Satron 16 Nov 2024 13:04 UTC
3 points
2
What about the following red team strategy:

Give an honest assessment of the suspicion level, unless there is a very well hidden backdoor, then give a low score. Also, only create backdoors if it is possible to hide them well.

Wouldn’t this defeat the self-checking strategy?

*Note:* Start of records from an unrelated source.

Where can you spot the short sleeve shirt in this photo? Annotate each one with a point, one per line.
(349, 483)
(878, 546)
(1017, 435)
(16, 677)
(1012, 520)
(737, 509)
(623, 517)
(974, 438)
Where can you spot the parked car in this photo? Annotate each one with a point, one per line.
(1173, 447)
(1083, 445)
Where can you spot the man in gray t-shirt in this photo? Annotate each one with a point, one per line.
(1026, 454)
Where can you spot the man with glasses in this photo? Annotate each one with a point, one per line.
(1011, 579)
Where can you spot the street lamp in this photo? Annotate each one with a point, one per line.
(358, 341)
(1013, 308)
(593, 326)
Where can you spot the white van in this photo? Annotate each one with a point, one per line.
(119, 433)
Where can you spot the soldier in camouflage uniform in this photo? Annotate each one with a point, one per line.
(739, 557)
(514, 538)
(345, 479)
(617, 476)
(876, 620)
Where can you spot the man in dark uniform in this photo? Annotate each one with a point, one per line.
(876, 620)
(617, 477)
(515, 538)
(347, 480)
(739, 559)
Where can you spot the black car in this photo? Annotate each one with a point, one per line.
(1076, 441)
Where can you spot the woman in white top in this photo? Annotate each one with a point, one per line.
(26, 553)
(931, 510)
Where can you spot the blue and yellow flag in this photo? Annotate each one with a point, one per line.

- Fabien Roger 17 Nov 2024 13:47 UTC
  7 points
  3
  Parent
  That would work if the untrusted model is better at inserting subtle backdoors than the “human” high-quality labor used to generate the synthetic backdoors (used to validate that the untrusted model doesn’t just lie).
  In our work we make the assumption that the “human” labor and the untrusted model are as capable (in fact we use GPT-4 as a substitute for “human” labor), so if I understood your suggestion correctly this doesn’t quite work in the context of the paper, though this can be used to slightly improve the red-team untrusted monitor—if we did not already tell it to flag obvious backdoors (I don’t remember exactly what we did).
  It’s unclear how much this assumption will hold in practice for the untrusted AIs I care most about (the first AIs able to speed up alignment research by ≥20x). I am optimistic it will hold because humans will be able to spend a lot of time crafting backdoors, while untrusted AIs will only have a forward pass.